About The Book
"Land Here? You Bet!" is a true-life, coming-of-age tale about a young pilot in the early 1950's who, by a stroke of good luck, got the chance to live his dream.
While working at his uncle's sea plane facility for the summer, Ted Huntley, a twenty year old college student, discovered that one of his uncle's clients had a problem. The man, a bush pilot, had a contract with the United States Coast and Geodetic Survey, a forerunner of the National Oceanic and Atmospheric Administration. He was to provide six planes and six pilots for one of the survey teams they had in Alaska to help map the territory for the installation of a radar tracking system. The planes would be used in the bush, to haul personnel and equipment. The six planes had just been equipped with pontoons, and their pilots were scheduled to take off in them first thing the next morning. However, at the last moment, one of the pilots dropped out of the project.

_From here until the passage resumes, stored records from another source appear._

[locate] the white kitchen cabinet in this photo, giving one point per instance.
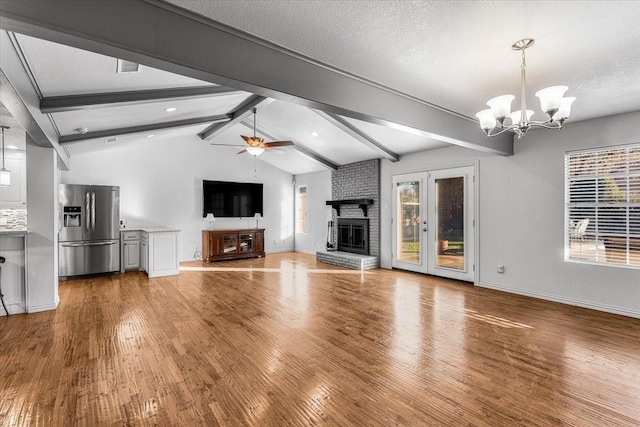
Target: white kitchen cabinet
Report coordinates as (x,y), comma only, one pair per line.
(159,252)
(130,250)
(144,253)
(15,195)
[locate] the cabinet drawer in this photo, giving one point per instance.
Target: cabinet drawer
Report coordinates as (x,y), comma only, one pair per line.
(131,235)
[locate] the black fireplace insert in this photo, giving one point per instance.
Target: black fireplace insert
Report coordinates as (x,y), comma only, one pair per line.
(353,235)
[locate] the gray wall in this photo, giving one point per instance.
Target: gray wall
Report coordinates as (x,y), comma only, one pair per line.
(161,185)
(359,180)
(521,216)
(318,213)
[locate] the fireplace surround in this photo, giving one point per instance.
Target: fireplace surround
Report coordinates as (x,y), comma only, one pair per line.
(353,235)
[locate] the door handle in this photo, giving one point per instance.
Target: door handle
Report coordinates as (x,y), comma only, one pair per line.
(87,212)
(77,245)
(93,211)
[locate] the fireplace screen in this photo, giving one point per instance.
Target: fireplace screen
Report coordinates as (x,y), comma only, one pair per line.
(353,236)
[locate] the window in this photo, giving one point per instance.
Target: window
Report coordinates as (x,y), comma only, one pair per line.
(602,206)
(302,209)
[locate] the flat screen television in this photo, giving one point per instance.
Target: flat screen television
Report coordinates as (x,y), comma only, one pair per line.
(231,199)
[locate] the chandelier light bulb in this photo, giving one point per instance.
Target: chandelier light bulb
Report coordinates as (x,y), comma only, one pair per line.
(550,98)
(501,105)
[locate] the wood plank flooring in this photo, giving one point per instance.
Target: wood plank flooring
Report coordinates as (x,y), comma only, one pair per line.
(286,341)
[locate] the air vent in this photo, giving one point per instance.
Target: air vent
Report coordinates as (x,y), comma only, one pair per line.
(127,66)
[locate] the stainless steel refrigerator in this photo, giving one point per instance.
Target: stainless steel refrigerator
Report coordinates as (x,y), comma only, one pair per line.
(89,229)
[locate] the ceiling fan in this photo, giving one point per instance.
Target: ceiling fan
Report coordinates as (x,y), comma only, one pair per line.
(256,145)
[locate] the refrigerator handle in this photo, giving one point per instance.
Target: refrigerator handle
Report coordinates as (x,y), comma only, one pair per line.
(93,211)
(87,214)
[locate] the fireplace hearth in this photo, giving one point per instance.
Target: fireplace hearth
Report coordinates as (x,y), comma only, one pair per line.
(353,235)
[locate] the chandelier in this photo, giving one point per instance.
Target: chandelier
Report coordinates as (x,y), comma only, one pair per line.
(499,118)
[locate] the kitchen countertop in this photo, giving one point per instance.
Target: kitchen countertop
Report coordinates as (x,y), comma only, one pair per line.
(151,229)
(18,233)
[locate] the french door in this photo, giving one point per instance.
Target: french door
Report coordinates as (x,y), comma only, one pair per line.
(433,222)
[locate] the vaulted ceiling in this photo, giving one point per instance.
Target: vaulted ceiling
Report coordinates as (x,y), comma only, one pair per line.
(375,69)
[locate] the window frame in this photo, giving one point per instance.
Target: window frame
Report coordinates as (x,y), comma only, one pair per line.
(301,209)
(592,190)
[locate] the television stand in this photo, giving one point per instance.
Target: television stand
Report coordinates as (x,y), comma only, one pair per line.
(220,245)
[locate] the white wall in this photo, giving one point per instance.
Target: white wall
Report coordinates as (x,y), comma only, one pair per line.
(42,240)
(318,213)
(161,185)
(521,216)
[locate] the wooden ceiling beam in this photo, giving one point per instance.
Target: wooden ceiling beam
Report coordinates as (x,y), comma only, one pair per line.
(59,104)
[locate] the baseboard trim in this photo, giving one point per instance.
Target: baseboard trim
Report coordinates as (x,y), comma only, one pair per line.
(279,251)
(14,308)
(563,300)
(39,308)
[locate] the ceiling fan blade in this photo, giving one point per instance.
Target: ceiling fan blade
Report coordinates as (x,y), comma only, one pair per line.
(278,143)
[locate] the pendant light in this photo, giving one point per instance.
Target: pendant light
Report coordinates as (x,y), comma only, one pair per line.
(5,174)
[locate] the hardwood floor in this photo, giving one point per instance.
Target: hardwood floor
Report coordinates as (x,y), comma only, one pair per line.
(284,341)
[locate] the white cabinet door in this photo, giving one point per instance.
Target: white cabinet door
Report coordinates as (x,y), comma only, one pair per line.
(131,257)
(163,254)
(144,256)
(15,195)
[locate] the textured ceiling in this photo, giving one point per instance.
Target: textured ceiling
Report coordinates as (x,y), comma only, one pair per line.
(457,54)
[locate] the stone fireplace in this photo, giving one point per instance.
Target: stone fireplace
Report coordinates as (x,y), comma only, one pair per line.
(353,235)
(355,202)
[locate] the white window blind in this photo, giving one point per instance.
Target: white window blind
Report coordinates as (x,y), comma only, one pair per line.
(602,206)
(302,209)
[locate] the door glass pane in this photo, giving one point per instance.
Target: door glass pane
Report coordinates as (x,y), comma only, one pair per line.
(449,237)
(409,221)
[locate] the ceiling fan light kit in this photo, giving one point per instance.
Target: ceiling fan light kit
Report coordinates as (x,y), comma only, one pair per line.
(493,121)
(255,151)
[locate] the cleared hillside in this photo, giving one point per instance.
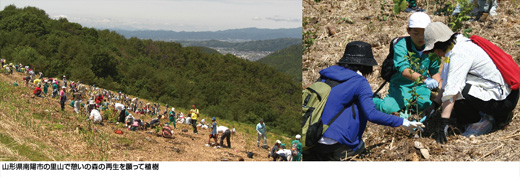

Huntley is not sure where he got the courage to ask for the job, but he did. In spite of his youth and lack of bush experience, probably out of desperation, the bush pilot hired him.
What followed was two adventure-filled summers during which Huntley was initiated into the world of bush flying. But it took Ted Huntley one more summer, this time flying off glaciers for a prospector in British Columbia, to complete his initiation.
"Land Here? You Bet!" is, first of all, an entertaining memoire. It is also a primer on bush flying for any pilot who has ever dreamed of flying the Alaskan bush, and a pleasant memory jogger for those who have flown it. For the reader who has never flown, it is an opportunity to savor the experience vicariously. " Land Here? You Bet!" is also about daring to have dreams, and the courage to pursue them.